The 5.2 m/s simulation in Figure 3a shows excellent agreement with the experiment, whereas the 3.5 m/s simulation over predicts the transient heat-up rate, and under predicts the transient cooldown rate. In the future, fitting the $h_{pads}$ and $h_{spokes}$ coefficients using multiple data sets may provide more holistic agreement, particularly as the velocity varies. An emissivity of 0.19 was found to successfully match the IR non-contact thermometer and IR camera temperatures to the contact thermocouple temperature.

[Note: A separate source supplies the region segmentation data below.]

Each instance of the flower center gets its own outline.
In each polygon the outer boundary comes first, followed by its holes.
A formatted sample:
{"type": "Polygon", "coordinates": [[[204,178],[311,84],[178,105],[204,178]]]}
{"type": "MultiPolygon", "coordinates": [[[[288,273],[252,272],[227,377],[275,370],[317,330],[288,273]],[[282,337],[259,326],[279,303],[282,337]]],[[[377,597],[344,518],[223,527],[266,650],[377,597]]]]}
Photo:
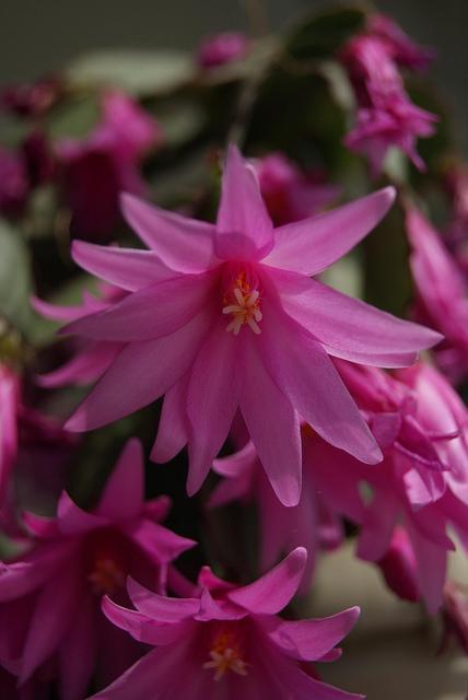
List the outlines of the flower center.
{"type": "Polygon", "coordinates": [[[229,670],[238,676],[246,676],[248,673],[248,664],[242,658],[238,640],[231,632],[221,632],[214,639],[209,655],[210,661],[203,664],[203,668],[212,668],[214,670],[214,680],[221,680],[229,670]]]}
{"type": "Polygon", "coordinates": [[[94,569],[87,576],[93,593],[96,595],[112,595],[117,588],[125,586],[125,574],[110,557],[97,558],[94,569]]]}
{"type": "Polygon", "coordinates": [[[223,299],[223,314],[230,315],[231,319],[226,326],[227,332],[238,335],[241,328],[247,326],[255,334],[260,334],[259,322],[262,318],[260,311],[260,292],[253,289],[246,278],[246,273],[241,271],[233,280],[230,291],[223,299]]]}

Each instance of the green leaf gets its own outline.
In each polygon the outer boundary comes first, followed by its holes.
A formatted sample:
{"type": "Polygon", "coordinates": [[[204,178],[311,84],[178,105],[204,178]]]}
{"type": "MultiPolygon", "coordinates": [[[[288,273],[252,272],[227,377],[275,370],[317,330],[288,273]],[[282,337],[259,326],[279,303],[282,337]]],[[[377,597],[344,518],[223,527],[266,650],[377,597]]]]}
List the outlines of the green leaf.
{"type": "Polygon", "coordinates": [[[359,5],[314,14],[291,32],[285,48],[297,60],[334,56],[350,36],[362,28],[365,14],[365,9],[359,5]]]}
{"type": "Polygon", "coordinates": [[[0,314],[27,335],[31,319],[31,266],[19,231],[0,219],[0,314]]]}
{"type": "Polygon", "coordinates": [[[177,90],[194,74],[192,58],[185,51],[113,49],[79,57],[66,79],[78,88],[104,85],[144,96],[177,90]]]}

During the heating, brake pad clamping force, air velocity, and disc rotation rate were kept constant, but the dynamometer measured power dissipated by the brakes increased due to the larger friction associated with the increasing disc temperatures. For example, for the 5.2 m/s case the brake power increased from 37 W at the start of the test to 89 W at the peak temperatures. Figure 3b shows that initially the spokes absorb and expel most of the brake power, but then are surpassed by the combined left/right disc braking surfaces. Overall the model predicts that the cooling is primarily due to the disc surfaces (left/right, inner and outer), with the disc spokes being secondary contributors, and the pads/caliper being tertiary contributors, only 7.5% of the total when at peak temperature for the case shown. Although heating of the pad fins and caliper is clearly evident from IR image in Figure 3c, the proper measurement of pad fin and caliper temperatures via contact methods and IR thermography remains for future work. Future work will include modeling of peak temperatures from sustained “hill descents” at constant speed; this analysis is postponed here as a model is still needed for aerodynamic, rolling, and braking resistance fractions.

5. Conclusions

A transient, numerical, MATLAB thermal model based on the convective heat transfer coefficients obtained from CFD simulations has been successfully matched to the experimental temperatures measured on a brake dynamometer for a bicycle hydraulic disc brake. The authors provide and validate fitting functions for the convective coefficients for bicycle brake discs, for various bike speeds and disc to freestream temperature differences. The model successfully predicts the heating and cooling temperature curves for the dynamometer. Most of the cooling is attributed to convection from the disc left and right braking surfaces. Further work will include determination of friction coefficients, application of the model to bicycle braking data from actual outdoor courses, and additional infrared thermography comparison to component temperature measurements.